Emi Kusano, Neural Fad #50, AI generation, 2023.

AM: What is your response to critics saying images created with AI aren’t art?

EK: Facing the critique that "AI isn't art," it’s essential to remember that historically, what was once dismissed often ends up defining the future of art. Notably, Banksy was viewed as a vandal and Warhol as too commercial, yet both are now icons of art history.

This pattern shows that art criticized for not fitting traditional definitions frequently becomes pivotal. In working with AI, we're at the cutting edge of contemporary art, pushing boundaries and expanding what art can be. Critics might see AI as a shortcut, missing the depth of interaction and intention artists bring to guide AI towards meaningful creations.

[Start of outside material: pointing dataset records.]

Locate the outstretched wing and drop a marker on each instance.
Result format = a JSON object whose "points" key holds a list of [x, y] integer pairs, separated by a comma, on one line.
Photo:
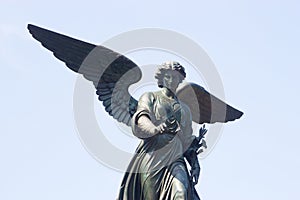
{"points": [[205, 107], [110, 72]]}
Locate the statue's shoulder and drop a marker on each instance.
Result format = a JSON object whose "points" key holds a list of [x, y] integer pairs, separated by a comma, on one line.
{"points": [[148, 96]]}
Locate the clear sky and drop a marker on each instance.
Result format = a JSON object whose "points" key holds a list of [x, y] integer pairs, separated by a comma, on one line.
{"points": [[254, 45]]}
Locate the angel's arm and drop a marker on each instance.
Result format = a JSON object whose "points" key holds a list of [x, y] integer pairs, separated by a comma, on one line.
{"points": [[142, 126]]}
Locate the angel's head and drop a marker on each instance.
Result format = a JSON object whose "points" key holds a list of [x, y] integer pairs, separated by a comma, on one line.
{"points": [[170, 75]]}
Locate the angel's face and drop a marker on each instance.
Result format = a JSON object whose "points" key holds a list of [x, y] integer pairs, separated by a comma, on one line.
{"points": [[171, 80]]}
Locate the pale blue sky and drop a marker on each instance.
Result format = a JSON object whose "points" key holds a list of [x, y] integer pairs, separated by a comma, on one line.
{"points": [[254, 45]]}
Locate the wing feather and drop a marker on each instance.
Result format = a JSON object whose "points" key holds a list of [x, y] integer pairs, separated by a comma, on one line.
{"points": [[205, 107], [110, 72]]}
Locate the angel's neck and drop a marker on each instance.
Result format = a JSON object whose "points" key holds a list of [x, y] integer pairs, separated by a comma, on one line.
{"points": [[168, 93]]}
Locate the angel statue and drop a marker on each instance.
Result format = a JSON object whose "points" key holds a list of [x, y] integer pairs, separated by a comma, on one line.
{"points": [[162, 120]]}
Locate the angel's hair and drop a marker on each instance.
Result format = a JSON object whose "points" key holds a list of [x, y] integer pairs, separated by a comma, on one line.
{"points": [[169, 66]]}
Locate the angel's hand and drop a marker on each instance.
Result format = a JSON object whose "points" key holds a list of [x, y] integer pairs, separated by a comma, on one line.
{"points": [[169, 126], [202, 132]]}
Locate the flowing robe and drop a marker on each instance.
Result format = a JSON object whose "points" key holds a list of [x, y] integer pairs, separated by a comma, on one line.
{"points": [[158, 170]]}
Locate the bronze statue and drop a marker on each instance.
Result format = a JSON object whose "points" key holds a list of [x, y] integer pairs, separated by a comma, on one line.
{"points": [[162, 119]]}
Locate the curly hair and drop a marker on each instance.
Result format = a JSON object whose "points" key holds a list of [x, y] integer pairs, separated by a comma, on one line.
{"points": [[169, 66]]}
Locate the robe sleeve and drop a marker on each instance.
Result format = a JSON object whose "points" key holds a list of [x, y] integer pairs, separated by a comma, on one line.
{"points": [[145, 107], [186, 134]]}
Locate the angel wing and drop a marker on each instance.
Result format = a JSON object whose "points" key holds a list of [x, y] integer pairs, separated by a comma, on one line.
{"points": [[110, 72], [205, 107]]}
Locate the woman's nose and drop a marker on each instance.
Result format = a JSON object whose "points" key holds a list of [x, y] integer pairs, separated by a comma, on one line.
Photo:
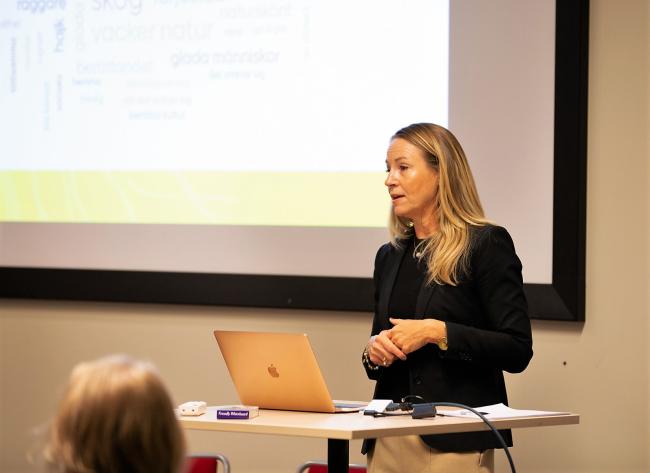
{"points": [[390, 180]]}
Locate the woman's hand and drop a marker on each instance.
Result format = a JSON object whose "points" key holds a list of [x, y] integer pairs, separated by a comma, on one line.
{"points": [[382, 351], [409, 335]]}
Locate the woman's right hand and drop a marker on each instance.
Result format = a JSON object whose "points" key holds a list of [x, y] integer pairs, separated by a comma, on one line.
{"points": [[382, 351]]}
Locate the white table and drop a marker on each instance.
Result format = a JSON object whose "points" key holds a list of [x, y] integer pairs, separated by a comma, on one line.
{"points": [[339, 429]]}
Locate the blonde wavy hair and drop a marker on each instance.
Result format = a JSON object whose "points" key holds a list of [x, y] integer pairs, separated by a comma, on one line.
{"points": [[458, 206], [115, 416]]}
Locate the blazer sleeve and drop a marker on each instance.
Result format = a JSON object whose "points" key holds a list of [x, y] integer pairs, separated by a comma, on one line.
{"points": [[380, 260], [502, 338]]}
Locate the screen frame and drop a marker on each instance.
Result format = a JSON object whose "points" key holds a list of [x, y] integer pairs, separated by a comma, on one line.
{"points": [[562, 300]]}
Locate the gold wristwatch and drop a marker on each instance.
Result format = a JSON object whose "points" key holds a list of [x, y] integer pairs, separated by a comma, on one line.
{"points": [[442, 343]]}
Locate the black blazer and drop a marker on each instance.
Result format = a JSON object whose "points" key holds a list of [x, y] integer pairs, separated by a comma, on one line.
{"points": [[488, 331]]}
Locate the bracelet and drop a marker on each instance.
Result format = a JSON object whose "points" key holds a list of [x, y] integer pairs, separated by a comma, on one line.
{"points": [[365, 359]]}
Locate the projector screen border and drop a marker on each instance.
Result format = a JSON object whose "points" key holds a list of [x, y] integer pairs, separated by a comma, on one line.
{"points": [[562, 300]]}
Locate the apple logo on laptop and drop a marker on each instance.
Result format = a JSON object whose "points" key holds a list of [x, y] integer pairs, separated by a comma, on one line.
{"points": [[273, 371]]}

Art is about challenging perceptions and exploring new frontiers. If AI creations can provoke thought and evoke emotion, they deserve recognition as art. Like Banksy and Warhol, we're exploring new territories, proudly contributing to the evolution of art.

AM: Speaking of Banksy and Warhol, has the role of the artist in the age of AI changed?

EK: The democratization of aesthetics through AI has certainly transformed the role of the artist. Just as Banksy and Warhol revolutionized the accessibility and distribution of art in their times, AI empowers modern artists to visualize narratives from every angle, introducing unprecedented diversity to art. In the near future, the lines between creators and viewers may blur further, with viewers potentially crafting their own experiences through the lens of an artist's custom AI model. This shift is poised to redefine the creative landscape, making art creation and appreciation more interactive and personalized.

Emi Kusano, Pixelated Perception #10, AI generation, 2023.

AM: Which artists do have a significant influence on your artistic practice?

EK: Mariko Mori has been a significant influence on my artistic practice. Her work in the 1990s, which intricately wove together technology and spirituality, often featured her as various fictional characters and mythical entities. Her approach to 'cosplay' in art, where she explores visual culture, history, and the future while crossing the boundaries of self-identity, has inspired my exploration of similar themes in my own work.

AM: With NFTs, digital art is now part of the art market. When you create an NFT collection, do you have the art market in mind?

EK: Certainly, marketing in the artistic sphere is often undervalued, yet I see it as crucial. When buying art, personal appreciation is paramount, followed by the artist's skill in marketing. My ambition is to keep creating into my later years; thus, I craft my works with market support in mind, having had wonderful encounters with collectors worldwide.

I focus on offering a range of artworks at varying prices and ensuring past works are accessible on my website. While considering tokenomics to avoid oversaturation, my desire to be prolific persists, aiming to one day present a vast variety of my works at a museum.

AM: What is your advice for artists who are thinking about embracing NFTs and AI?

EK: Keeping up with new tools and finding expression through them can be exciting, offering the potential to capture attention. However, creating timeless work likely involves reflecting your personal experiences and thoughts within a strong message. It's crucial to contemplate the underlying message of your art. Don't be deterred by a lack of technical savvy; even simple tools like Chat GPT can produce unique pieces.

Recently, the ability to craft complex custom models was highly valued, but not anymore, as demonstrated by artists like Niceaunties. The power of prompting is immense; try spending a day experimenting with it.